The California Privacy Rights Act 2020, the CPRA, is a US state privacy law that took effect in December 2020 and comes into force fully on 1 January 2023. The CPRA expands the existing California Consumer Privacy Act (CCPA) to protect the rights of California consumers. CPRA defines and protects sensitive personal information, places a duty on businesses to put in place reasonable information security measures and expands the right to delete personal information.  The right to opt-out of the sale of personal information (called “Do Not Sell”) has been extended to include limits on non-sale data sharing (“Do Not Share”). The law creates a new regulator called the California Privacy Protection Agency, which will inherit the California Attorney General’s rule making and enforcement powers from 1 July 2021.

  1. What types or organisations are covered by CPRA?

The law applies to Businesses, defined in four categories 1.1, 1.2, 1.3 and 1.4:

(1.1) A legal entity organised or operated for the profit or the financial benefit of shareholders, that collect consumers’ personal information or have personal information collected on its behalf.  This entity also determines the purposes and means of the processing of consumers’ personal information, alone, or jointly with others, does business in the state of California and meets one or more of the following threshold criteria:

(a) As of January 1, of the calendar year, have annual gross revenues more than $25,000,000 in the last calendar year, or

(b) Alone or in combination, annually buy or sell, or share the personal information of 100,000 or more consumers or households, or

(c) Creates 50% or more of its annual revenues from selling or sharing consumers’ personal information.

(1.2) Any entity that controls or is controlled by a business falling within criteria 1.1 (above) and that share common branding and consumers’ personal information with each other.

(1.3) A Joint Venture or Partnership composed of businesses in which each business has at least a 40 percent interest.
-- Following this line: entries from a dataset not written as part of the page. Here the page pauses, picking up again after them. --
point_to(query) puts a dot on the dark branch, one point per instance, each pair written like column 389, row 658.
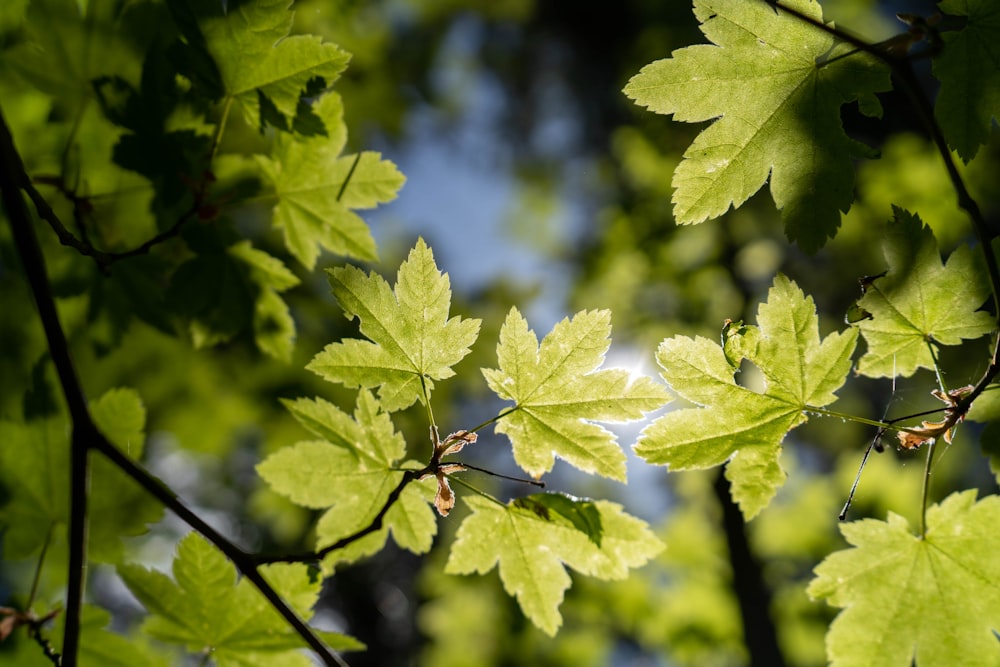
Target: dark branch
column 374, row 526
column 86, row 436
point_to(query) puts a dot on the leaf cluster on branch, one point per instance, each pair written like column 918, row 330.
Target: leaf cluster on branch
column 171, row 126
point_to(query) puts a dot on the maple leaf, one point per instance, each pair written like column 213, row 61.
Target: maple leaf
column 207, row 610
column 317, row 188
column 274, row 329
column 920, row 302
column 776, row 85
column 531, row 539
column 968, row 67
column 351, row 474
column 246, row 54
column 558, row 392
column 412, row 341
column 34, row 467
column 932, row 599
column 734, row 423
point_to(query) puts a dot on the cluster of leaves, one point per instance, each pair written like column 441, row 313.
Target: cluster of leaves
column 558, row 390
column 150, row 157
column 774, row 79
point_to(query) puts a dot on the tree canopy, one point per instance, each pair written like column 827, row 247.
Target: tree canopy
column 410, row 332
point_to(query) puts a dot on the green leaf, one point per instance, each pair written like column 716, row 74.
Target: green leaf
column 265, row 270
column 252, row 55
column 776, row 86
column 531, row 548
column 68, row 48
column 121, row 417
column 317, row 188
column 968, row 67
column 99, row 647
column 35, row 471
column 274, row 329
column 206, row 609
column 559, row 392
column 734, row 423
column 920, row 302
column 351, row 474
column 933, row 599
column 412, row 342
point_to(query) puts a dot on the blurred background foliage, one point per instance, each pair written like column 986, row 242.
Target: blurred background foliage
column 537, row 184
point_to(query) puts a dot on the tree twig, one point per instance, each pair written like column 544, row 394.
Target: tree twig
column 86, row 436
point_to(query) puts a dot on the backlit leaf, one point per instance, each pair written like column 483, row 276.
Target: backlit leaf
column 774, row 86
column 968, row 67
column 932, row 599
column 206, row 609
column 351, row 475
column 35, row 471
column 737, row 424
column 531, row 549
column 252, row 55
column 558, row 392
column 317, row 189
column 411, row 340
column 920, row 302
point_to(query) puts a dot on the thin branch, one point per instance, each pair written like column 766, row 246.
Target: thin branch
column 903, row 71
column 12, row 178
column 350, row 174
column 86, row 436
column 374, row 526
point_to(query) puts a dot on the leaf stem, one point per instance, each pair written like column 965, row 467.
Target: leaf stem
column 477, row 490
column 350, row 173
column 86, row 436
column 503, row 413
column 522, row 480
column 427, row 404
column 217, row 139
column 925, row 488
column 903, row 71
column 38, row 568
column 374, row 526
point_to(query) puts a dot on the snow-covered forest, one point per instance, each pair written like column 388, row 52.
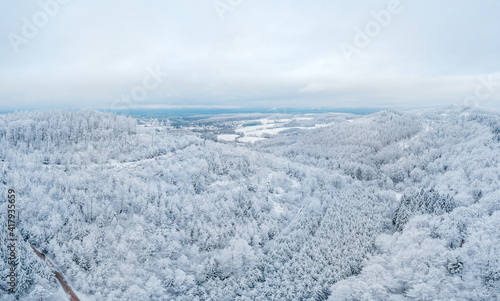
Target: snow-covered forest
column 390, row 206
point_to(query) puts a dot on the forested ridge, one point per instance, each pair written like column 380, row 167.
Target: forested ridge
column 390, row 206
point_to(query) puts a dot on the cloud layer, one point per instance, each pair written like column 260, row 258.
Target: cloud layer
column 249, row 53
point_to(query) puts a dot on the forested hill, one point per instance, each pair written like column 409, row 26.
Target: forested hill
column 389, row 206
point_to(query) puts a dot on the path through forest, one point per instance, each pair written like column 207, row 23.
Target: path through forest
column 60, row 278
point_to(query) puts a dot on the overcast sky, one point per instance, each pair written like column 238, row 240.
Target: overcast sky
column 295, row 53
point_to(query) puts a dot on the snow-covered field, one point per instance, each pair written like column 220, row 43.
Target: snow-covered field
column 390, row 206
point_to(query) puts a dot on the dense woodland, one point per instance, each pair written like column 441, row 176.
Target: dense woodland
column 390, row 206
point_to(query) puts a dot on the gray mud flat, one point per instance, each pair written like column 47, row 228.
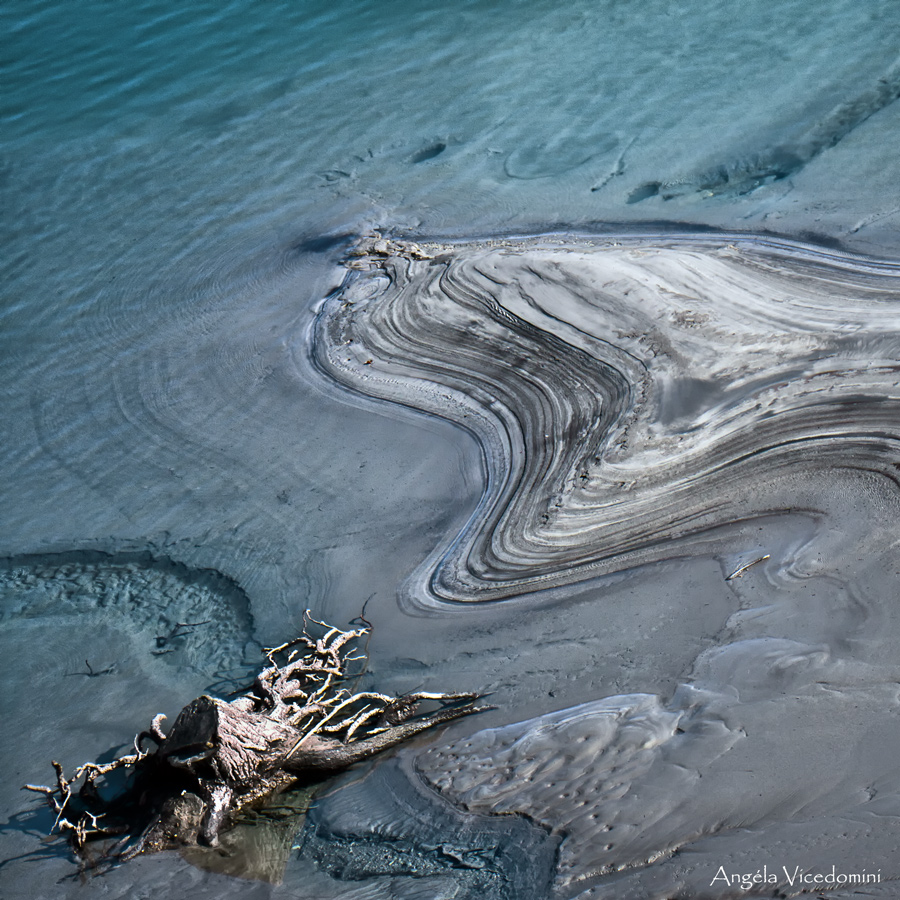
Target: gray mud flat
column 644, row 489
column 642, row 406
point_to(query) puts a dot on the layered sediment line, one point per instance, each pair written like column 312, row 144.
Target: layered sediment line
column 627, row 395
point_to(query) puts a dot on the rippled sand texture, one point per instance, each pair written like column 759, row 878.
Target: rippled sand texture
column 643, row 401
column 627, row 395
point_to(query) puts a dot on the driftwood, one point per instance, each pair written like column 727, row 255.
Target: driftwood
column 297, row 722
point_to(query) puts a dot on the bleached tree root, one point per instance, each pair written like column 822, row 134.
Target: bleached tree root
column 297, row 721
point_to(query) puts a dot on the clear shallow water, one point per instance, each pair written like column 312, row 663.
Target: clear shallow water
column 167, row 178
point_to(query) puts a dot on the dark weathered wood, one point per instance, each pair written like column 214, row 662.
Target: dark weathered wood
column 296, row 722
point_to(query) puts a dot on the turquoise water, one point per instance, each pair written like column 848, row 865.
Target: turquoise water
column 177, row 182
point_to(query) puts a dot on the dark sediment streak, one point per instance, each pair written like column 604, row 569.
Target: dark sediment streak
column 748, row 171
column 625, row 394
column 391, row 824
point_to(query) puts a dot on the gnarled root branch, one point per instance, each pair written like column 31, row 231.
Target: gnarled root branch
column 298, row 720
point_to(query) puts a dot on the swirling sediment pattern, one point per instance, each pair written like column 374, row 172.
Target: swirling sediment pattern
column 630, row 396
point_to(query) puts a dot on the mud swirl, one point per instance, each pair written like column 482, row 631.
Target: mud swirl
column 630, row 396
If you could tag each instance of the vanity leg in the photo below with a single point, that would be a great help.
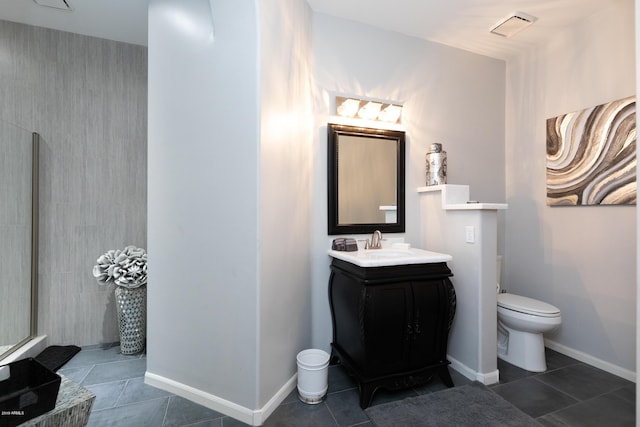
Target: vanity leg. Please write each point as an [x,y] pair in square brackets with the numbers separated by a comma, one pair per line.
[366,394]
[445,376]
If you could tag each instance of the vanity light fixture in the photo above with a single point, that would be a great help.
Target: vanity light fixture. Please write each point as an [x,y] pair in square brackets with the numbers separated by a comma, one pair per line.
[56,4]
[348,108]
[512,24]
[368,110]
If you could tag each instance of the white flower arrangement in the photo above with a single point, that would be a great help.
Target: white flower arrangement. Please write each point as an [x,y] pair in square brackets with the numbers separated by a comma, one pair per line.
[125,267]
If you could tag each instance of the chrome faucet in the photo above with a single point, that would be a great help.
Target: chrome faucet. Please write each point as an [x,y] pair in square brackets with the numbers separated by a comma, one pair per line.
[375,242]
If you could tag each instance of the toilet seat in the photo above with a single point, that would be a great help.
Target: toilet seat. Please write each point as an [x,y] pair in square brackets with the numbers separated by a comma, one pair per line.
[527,305]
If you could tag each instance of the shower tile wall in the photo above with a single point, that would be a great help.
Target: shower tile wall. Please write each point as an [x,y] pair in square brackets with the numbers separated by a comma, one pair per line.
[15,234]
[87,97]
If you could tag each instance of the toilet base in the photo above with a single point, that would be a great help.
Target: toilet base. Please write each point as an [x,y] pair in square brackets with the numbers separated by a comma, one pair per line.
[523,349]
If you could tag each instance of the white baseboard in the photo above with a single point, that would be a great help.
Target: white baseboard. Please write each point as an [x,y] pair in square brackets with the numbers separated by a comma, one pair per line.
[485,378]
[590,360]
[31,349]
[226,407]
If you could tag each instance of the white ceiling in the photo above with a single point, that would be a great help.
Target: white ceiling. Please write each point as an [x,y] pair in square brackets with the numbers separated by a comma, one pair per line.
[460,23]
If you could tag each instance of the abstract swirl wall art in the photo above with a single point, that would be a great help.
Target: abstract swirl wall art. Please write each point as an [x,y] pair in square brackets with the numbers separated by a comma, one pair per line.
[591,156]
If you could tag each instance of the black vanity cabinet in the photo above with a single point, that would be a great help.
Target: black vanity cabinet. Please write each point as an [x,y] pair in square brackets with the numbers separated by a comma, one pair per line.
[391,324]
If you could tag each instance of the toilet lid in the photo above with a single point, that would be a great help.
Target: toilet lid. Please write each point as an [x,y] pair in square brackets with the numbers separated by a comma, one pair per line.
[527,305]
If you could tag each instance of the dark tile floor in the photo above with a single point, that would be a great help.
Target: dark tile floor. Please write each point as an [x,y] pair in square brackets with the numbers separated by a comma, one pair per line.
[570,393]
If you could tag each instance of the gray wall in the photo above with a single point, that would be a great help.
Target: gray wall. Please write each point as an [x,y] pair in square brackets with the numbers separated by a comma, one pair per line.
[87,98]
[580,259]
[15,234]
[229,200]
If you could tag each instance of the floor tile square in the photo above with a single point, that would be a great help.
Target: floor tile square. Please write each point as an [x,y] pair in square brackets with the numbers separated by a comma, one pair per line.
[300,414]
[607,410]
[583,381]
[533,397]
[345,407]
[114,371]
[136,391]
[107,394]
[148,413]
[182,412]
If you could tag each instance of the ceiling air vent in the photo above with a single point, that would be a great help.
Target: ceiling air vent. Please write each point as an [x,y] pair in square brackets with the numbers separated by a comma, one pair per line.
[513,24]
[56,4]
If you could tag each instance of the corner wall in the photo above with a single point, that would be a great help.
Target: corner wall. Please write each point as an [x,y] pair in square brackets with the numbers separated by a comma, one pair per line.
[229,201]
[580,259]
[203,198]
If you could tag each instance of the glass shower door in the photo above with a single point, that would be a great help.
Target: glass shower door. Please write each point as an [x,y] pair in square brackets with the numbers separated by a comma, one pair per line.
[18,232]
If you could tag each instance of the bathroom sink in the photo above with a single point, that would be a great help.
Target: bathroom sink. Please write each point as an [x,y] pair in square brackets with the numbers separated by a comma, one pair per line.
[390,256]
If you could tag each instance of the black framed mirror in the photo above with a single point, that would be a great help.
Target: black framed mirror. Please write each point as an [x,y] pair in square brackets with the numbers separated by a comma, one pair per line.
[366,169]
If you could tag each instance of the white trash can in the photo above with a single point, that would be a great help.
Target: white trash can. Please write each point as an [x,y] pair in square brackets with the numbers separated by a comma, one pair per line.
[313,370]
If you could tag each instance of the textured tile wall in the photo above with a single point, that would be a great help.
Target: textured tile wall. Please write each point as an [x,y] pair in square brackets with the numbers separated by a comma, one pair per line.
[87,97]
[15,234]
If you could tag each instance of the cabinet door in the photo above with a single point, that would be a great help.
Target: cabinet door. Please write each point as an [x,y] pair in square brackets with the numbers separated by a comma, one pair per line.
[387,321]
[430,332]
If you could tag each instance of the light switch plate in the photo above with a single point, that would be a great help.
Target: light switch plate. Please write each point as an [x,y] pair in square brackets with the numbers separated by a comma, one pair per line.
[469,234]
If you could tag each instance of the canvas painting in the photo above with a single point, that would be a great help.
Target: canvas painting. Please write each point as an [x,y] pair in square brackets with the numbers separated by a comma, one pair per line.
[591,156]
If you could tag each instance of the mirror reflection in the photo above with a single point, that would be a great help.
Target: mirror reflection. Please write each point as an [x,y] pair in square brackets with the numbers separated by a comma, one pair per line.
[366,180]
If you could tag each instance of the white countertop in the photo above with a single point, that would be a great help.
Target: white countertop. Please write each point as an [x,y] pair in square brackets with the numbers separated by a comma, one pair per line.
[390,257]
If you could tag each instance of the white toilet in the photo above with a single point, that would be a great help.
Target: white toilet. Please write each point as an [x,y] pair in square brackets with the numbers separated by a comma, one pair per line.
[522,322]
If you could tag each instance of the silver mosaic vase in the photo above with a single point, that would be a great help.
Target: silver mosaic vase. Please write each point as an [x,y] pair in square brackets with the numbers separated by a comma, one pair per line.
[132,318]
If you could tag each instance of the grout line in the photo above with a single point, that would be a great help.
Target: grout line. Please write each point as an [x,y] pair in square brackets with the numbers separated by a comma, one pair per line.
[126,384]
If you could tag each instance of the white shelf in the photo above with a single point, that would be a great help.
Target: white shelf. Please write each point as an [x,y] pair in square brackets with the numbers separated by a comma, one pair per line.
[456,197]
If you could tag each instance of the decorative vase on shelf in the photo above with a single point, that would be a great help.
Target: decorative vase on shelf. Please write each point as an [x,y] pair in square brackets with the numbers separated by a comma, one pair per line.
[132,318]
[127,269]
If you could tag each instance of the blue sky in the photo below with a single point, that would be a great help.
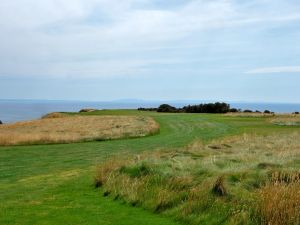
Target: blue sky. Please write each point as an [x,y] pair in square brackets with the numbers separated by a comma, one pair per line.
[230,50]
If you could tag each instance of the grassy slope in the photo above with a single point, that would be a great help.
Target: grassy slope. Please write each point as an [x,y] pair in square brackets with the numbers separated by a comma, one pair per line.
[52,184]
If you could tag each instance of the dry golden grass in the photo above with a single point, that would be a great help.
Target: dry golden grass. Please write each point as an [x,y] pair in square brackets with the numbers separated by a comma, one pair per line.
[286,120]
[58,128]
[279,200]
[54,115]
[242,177]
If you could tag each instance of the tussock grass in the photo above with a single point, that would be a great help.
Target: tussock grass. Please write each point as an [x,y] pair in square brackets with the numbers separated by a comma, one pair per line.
[286,120]
[279,200]
[227,181]
[60,128]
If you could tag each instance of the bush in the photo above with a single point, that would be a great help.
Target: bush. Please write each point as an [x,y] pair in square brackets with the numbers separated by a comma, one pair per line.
[166,108]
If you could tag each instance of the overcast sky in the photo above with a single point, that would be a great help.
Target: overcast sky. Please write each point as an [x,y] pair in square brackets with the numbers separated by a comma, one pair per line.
[231,50]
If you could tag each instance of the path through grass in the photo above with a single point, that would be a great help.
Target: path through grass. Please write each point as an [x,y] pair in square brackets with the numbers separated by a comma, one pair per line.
[53,184]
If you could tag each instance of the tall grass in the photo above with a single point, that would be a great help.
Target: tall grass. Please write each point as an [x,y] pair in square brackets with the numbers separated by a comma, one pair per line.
[223,182]
[59,128]
[279,200]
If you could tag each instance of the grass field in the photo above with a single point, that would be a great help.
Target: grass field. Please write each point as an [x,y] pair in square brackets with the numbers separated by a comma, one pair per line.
[61,128]
[54,184]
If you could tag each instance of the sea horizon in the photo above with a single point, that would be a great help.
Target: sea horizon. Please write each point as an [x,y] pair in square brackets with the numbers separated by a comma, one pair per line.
[14,110]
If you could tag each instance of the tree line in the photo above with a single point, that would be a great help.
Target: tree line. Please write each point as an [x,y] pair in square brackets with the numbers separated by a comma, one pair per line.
[217,107]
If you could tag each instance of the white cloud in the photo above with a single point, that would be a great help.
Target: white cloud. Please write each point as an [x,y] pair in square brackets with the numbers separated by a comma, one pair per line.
[48,37]
[282,69]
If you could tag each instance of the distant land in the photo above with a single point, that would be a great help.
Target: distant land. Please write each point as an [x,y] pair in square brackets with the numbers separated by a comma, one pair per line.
[12,110]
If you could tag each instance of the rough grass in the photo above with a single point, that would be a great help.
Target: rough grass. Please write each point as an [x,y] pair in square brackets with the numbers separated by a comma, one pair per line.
[279,200]
[226,181]
[286,120]
[51,184]
[60,128]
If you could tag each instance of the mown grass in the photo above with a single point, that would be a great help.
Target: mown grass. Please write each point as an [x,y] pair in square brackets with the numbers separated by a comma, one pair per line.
[53,184]
[230,181]
[61,128]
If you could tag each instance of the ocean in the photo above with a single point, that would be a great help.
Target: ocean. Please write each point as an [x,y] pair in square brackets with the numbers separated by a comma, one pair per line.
[19,110]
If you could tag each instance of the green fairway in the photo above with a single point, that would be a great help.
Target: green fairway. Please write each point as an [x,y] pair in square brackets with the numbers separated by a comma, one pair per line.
[53,184]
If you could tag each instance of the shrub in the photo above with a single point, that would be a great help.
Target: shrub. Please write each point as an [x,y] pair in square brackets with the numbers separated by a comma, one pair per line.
[166,108]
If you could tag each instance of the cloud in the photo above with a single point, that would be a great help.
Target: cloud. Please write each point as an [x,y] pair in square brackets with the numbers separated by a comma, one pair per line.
[282,69]
[79,37]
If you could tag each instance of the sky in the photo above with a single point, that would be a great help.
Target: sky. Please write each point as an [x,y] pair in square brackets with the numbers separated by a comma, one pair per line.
[226,50]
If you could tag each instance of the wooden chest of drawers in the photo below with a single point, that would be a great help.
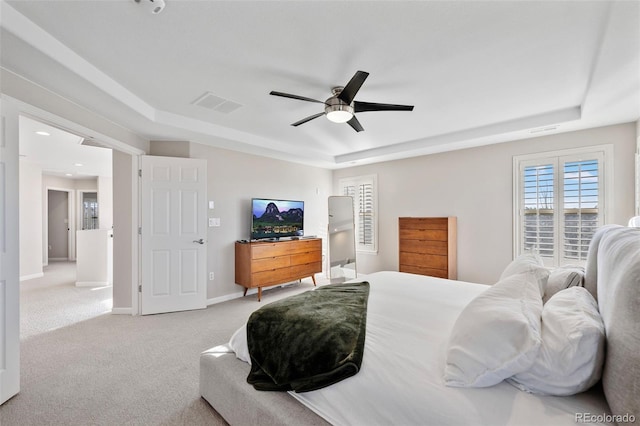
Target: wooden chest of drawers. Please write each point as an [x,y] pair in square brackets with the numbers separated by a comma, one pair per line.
[263,264]
[428,246]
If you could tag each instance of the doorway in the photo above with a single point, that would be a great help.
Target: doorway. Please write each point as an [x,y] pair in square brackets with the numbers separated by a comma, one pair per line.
[58,225]
[59,168]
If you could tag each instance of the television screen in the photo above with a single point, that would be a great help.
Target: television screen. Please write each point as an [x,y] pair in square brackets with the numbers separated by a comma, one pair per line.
[276,218]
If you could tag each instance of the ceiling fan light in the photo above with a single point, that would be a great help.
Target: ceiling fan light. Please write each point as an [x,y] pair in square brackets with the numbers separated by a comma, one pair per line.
[339,116]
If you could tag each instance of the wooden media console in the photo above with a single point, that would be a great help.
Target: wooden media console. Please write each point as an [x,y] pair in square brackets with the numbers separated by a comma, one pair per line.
[267,263]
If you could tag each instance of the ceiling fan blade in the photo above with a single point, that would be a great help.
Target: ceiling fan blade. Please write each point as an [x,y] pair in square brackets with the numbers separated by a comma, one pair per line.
[352,87]
[372,106]
[300,98]
[355,124]
[304,120]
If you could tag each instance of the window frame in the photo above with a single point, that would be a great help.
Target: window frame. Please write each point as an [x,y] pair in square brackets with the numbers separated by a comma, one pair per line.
[604,154]
[357,181]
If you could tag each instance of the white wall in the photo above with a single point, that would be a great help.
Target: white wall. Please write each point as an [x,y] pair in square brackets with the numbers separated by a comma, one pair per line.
[123,222]
[233,179]
[30,220]
[637,212]
[476,186]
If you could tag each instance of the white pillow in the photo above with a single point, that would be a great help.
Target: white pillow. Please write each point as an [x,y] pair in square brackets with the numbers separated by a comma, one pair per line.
[573,342]
[531,263]
[497,334]
[561,278]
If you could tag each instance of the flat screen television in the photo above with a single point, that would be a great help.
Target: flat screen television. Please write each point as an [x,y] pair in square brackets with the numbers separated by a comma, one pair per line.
[274,219]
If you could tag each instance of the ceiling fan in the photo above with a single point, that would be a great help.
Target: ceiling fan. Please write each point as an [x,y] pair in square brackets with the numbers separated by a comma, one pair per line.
[341,108]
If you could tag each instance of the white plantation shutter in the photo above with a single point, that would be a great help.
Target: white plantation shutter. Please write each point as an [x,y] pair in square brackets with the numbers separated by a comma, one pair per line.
[581,204]
[363,191]
[561,202]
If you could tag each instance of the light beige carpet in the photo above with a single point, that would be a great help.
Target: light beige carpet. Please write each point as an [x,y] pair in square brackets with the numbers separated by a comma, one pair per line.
[124,370]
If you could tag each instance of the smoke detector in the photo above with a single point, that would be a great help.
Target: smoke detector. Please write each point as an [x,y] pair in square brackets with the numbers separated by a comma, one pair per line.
[154,6]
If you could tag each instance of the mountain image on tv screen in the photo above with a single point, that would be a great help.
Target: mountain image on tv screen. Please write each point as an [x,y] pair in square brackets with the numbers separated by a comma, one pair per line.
[276,218]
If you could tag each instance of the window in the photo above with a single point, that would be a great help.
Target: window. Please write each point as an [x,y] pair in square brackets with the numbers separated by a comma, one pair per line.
[363,189]
[560,202]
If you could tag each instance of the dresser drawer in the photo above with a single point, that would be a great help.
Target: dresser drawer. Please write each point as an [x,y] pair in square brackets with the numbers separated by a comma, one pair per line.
[424,247]
[274,276]
[430,260]
[306,270]
[262,250]
[269,263]
[302,258]
[302,246]
[440,273]
[424,234]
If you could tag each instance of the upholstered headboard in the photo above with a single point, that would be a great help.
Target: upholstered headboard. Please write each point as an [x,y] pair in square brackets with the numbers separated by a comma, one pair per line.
[613,277]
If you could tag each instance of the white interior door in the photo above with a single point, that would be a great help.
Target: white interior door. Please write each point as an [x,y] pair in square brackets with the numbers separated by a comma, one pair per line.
[173,234]
[9,261]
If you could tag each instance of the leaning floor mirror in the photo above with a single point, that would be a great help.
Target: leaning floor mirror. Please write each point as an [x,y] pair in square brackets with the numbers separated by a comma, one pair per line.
[342,241]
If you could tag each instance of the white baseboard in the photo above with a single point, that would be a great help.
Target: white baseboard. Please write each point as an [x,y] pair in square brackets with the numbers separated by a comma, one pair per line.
[93,284]
[225,298]
[32,276]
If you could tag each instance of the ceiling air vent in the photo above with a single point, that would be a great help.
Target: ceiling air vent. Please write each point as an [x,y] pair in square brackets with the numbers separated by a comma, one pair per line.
[216,103]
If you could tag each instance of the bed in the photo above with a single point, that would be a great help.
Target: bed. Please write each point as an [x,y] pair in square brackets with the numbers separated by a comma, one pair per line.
[410,323]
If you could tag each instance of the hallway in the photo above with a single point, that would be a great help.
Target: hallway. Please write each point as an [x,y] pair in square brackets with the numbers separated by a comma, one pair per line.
[53,301]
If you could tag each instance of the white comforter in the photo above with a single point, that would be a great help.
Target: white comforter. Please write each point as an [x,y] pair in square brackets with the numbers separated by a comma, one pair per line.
[409,320]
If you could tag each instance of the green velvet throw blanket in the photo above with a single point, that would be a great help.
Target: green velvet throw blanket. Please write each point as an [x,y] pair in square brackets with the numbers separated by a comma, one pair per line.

Each business in the Joint Venture or Partnership is seen as a separate single business.

(1.4) Organisations doing business in California, but are not covered by criteria 1.1, 1.2 or 1.3 above and voluntarily certifies to the California Privacy Protection Authority that they are compliant.

2. What types of data or information are covered by CPRA?

Like the CCPA, the CPRA protects the personal information of California consumers. Personal information includes many different types of data and information including identifiers (name, address, social security number and online identifiers etc), protected characteristics, commercial information, biometric information, internet activity, geolocation data, audio files, visual files, employment information, education information, profiles and inferences taken from data that reveal a consumer’s characteristics, psychology, predispositions, attitudes and intelligence.

The CPRA introduces a new category of sensitive personal information which includes a wide range of personal data such as passport details, driving licence details, specific geolocation information, race or ethnic origin information, genetic data and biometric data. These types of data require greater protection. 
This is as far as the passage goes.